加賀姫は長寿で、なんと90歳の時に、京都の「伏見稲荷神社」を勧請して「幸田神社」を創建し、自筆の「棟礼」を残すという天晴れな女性でした。 

 リンク・・・詳細は「加賀姫と椿岸稲荷神社」をご覧下さい
江戸時代

 
 江戸時代になると、戰爭が無くなり、全国的に人口が増加しました。
 桜地区でも人口が増えて、米の増産を試みました。
 しかし、村の中心を流れる矢合川は水量が乏しかったので、私たちの先人は農業用水の確保のためにたいへん苦労しました。

矢合川の上流・・・桜村では
 桜町西区の茨尾(いばらお)で、矢合川に「(せき)」造って、矢合川の水を「マンボ」に流し入れ、長大な「大井(おおゆ)」と呼ぶ用水路を延々と張り巡らせて、桜村一帯の広大な田んぼを潤す工夫もしました。
 このように血の滲むような労働を厭(いと)わず、もくもくと働き続けた私たちの先人は、やがて数十町歩の水田を開拓しました。

山中の窪地に「溜池(ためいけ)を築造
 その溜池の水を麓(ふもと)へ流すために用水路を造って、麓の田畑を潤(うるお)す工夫をしました。

 リンク・・・「マンボ」と「溜池」の詳細は「桜町西区のマンボについて」をご参照下さい。

矢合川下流・・・智積村では
 隣村の森村(現菰野町神森)にある蟹池の豊富な湧水を、用水路を掘って智積村に引き入れて稲作をしていました。
 この用水路を「智積用水(ちしゃくようすい)」といいます。

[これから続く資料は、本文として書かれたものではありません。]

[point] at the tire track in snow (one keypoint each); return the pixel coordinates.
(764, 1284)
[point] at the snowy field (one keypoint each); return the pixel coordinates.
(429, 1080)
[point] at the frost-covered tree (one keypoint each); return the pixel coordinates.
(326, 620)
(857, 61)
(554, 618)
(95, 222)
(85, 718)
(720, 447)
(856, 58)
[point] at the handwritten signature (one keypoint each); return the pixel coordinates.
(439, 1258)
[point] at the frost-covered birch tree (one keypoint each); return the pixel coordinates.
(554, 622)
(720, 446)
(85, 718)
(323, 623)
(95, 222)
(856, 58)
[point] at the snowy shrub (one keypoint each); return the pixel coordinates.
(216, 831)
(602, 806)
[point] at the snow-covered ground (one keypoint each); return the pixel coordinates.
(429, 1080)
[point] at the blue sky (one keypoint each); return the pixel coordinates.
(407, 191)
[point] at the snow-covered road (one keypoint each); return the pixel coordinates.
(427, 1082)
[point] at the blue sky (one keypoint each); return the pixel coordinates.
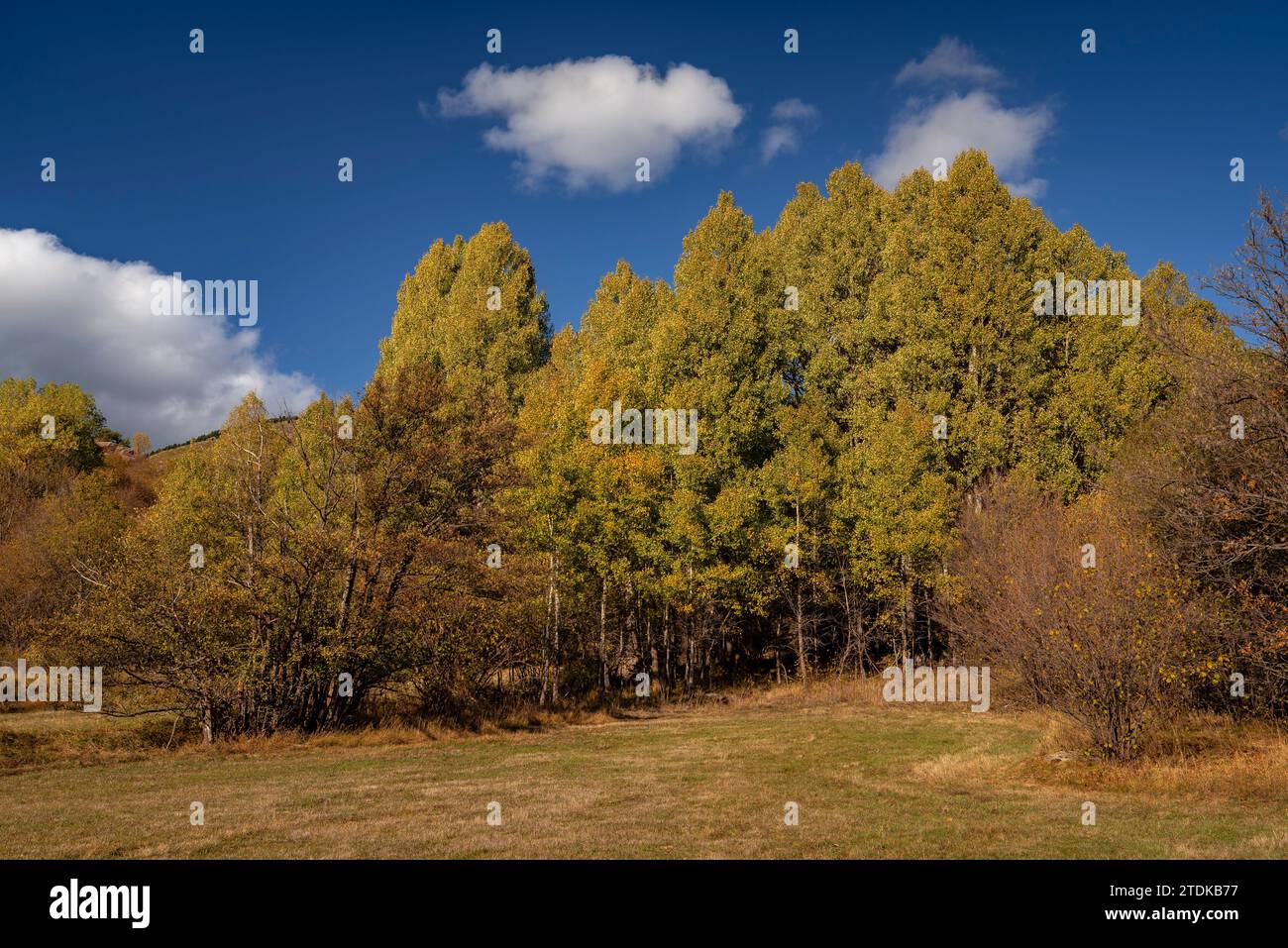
(223, 165)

「米つくり」ばかりでなく日常生活にも利用された大切な用水に、いつしか「智積養水(ちしゃくようすい)」の字が当てられました。
 しかし普段は豊富な水も、いざ旱魃(かんばつ)ともなると、水不足となって、森村と智積村の間で幾度となく「水争い」が起こりました。
 特に、1777年(安永5)に起こった智積用水の水論訴訟は、10年後の1786年(天明6)に和解するという難儀さでした。
 リンク・・・詳細は「三十三間筒(さんじゅうさんげんどう)」をご覧下さい 
(併せて、「智積養水」のページもご参照ください)
現代

 
 三重用水
 菰野調整池
 私たちの先人は、稲作には必須の農業用水を確保するため、永年に亘って血の汗を流すような苦労をしました。

 しかし、1967年(昭和42)頃から、「水田の土地改良や排水整備事業」が実施され、更に1993年(平成5)に完成した三重用水」から、安定した農業用水を受けるようになって、最早「水」で苦労することはなくなりました。
 (外部リンク・・・「三重用水のホームページ」へ ) 

 但し、現在も「三重用水」以外の水源も依然として利用されています。
  ●智積町の「智積養水」の水源は蟹池
  ●桜町一色の「山上井(やまじょうい)の水源は金溪川(かんだにがわ)


 1970年代から、南の丘陵地に大規模住宅団地が造成され、人口の増加に伴って私たちの生活が多様化するに伴い、矢合川から見る桜地区の風景も大きく様変わりしました。

 しかし、今日も矢合川は、西の山の谷間よりさらさらと流れ出て、元気な子供達に水棲生物をプレゼントしながら、桜地区の真ん中を通り抜け、やがて三滝川に合流していきます。
矢合川は、私たちのふるさとの象徴です。